As the world has become more polarized and fractured, in many ways the church has also followed in this shift. In this video, Senior Vice President of Theology and Communications for Lifeway, Trevin Wax, explains how this is one of the most discouraging trends he’s noticed in the local church and how Christians behaving in a worldly fashion affects how people perceive us.
The entire video is above, and the complete transcript is below.
I think the most discouraging trend I see in the local church is that we are not prophetic enough—not in the stances and the positions that we take, but in the way we engage in online conversations.
I think this is a discouraging trend because all around us you see polarization and fragmentation. You see Republican, Democrat, left, right, conservative, liberal. People basically dividing into different tribes and then seeing the world through that sort of lens and generally receiving information through that lens alone.
I think what’s discouraging to me is that a lot of Christians and a lot of churches tend to just fall into those worldly categories without having any sort of a prophetic voice that would actually transcend some of those worldly categories.
Worldliness, I think oftentimes we think of as Christians, is in the position we take or the stand that we take. So, if we don’t want to be worldly, if we want to be holy then we’re going to take sort of this righteous stance over or against the world. But worldliness is also in how we engage.
It’s interesting that when Paul is laying out his instructions for the Thessalonian church, for example, he talks about the kind of joy, kind of prayer, and kind of thanksgiving, but then also the kind of quiet life that he expects them to lead. Or in Timothy when he talks about praying for kings and rulers and people in authority. It’s very evident that Paul has this sort of vision of the churches and of the Christians of that time as standing out in a world by the quietness and by the gentleness of their lives.

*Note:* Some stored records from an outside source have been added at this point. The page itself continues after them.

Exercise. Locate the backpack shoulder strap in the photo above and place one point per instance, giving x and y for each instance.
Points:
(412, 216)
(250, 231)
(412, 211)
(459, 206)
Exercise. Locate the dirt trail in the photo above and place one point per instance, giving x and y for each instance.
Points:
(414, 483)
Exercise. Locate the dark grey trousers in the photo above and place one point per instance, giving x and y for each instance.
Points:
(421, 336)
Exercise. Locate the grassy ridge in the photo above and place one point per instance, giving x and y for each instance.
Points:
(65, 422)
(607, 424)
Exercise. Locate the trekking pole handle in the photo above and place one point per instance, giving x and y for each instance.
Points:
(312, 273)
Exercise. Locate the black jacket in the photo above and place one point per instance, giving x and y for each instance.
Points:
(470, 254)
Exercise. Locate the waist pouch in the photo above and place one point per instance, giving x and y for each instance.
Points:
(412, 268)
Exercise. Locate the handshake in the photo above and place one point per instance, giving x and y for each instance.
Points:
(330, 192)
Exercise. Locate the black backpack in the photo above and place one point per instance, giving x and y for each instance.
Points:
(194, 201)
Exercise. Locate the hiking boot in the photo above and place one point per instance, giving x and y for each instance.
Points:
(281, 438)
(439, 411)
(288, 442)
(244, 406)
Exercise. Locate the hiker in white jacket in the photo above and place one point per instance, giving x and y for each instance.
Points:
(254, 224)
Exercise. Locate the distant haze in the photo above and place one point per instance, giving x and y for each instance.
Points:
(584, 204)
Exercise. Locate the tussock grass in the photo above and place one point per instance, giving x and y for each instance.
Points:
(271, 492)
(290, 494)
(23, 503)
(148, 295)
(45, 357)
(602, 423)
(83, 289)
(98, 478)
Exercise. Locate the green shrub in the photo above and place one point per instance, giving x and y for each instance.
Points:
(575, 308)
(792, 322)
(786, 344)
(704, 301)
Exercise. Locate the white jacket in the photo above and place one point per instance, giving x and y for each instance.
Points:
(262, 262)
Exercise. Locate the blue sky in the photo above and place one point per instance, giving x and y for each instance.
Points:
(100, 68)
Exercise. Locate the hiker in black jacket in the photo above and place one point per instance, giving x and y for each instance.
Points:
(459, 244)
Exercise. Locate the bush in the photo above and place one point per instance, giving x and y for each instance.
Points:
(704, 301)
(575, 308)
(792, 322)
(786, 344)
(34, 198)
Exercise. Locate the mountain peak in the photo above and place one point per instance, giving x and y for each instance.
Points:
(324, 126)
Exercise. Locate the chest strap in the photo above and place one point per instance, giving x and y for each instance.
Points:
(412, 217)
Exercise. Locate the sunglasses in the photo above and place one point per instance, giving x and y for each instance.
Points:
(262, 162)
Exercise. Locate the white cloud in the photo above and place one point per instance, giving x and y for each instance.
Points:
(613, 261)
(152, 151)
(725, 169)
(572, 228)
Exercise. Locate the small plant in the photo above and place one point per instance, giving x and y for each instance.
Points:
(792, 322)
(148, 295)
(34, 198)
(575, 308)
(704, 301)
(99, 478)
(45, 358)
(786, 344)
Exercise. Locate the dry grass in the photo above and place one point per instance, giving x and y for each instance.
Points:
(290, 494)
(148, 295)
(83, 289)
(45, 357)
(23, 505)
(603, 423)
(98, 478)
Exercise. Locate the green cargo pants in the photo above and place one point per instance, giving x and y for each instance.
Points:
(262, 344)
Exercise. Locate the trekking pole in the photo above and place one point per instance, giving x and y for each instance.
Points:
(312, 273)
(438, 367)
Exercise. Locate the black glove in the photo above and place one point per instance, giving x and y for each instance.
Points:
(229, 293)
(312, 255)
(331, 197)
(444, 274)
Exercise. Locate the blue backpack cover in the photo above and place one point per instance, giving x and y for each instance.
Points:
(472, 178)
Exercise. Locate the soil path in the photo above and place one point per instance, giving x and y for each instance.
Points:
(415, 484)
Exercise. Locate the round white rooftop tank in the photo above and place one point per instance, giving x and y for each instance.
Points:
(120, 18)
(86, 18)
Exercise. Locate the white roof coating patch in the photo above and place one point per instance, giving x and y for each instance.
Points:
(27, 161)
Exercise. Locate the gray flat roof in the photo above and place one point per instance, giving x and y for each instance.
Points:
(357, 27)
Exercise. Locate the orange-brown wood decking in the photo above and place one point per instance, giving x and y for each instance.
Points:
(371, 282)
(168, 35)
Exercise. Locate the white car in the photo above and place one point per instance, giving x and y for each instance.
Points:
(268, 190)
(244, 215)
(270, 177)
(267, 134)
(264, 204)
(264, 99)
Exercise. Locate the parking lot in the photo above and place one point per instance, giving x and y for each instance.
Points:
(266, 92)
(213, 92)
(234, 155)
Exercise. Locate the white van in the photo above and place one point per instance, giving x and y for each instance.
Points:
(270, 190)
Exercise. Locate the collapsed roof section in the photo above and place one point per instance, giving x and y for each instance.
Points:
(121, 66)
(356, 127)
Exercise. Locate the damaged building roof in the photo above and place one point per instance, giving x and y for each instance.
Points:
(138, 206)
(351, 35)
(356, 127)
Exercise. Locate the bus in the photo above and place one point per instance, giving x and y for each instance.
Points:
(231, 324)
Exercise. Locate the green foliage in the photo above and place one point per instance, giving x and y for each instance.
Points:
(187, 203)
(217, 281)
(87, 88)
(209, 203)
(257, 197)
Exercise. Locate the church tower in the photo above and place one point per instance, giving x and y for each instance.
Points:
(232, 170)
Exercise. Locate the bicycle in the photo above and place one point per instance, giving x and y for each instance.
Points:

So what I would encourage and what I hope that the church will understand is that if we’re really gonna stand out in the world, it’s not just because we’re going to be on this side versus another side when it comes to some of the heated, political battles. Yes, there’s political rhetoric. There’s political battles. There’s things that we need be involved in. But if there’s no transcendence in the church of where we actually are not falling down completely into all of the worldly categories then we may be worldlier than we think we are.
I think that’s one of the discouraging things to me is that I don’t see the church really providing that sort of prophetic voice and that transcendent reference point. I think that’s one of the things that the next generation will have to really look at hard if we do some serious soul-searching about how we can be faithful in the years to come.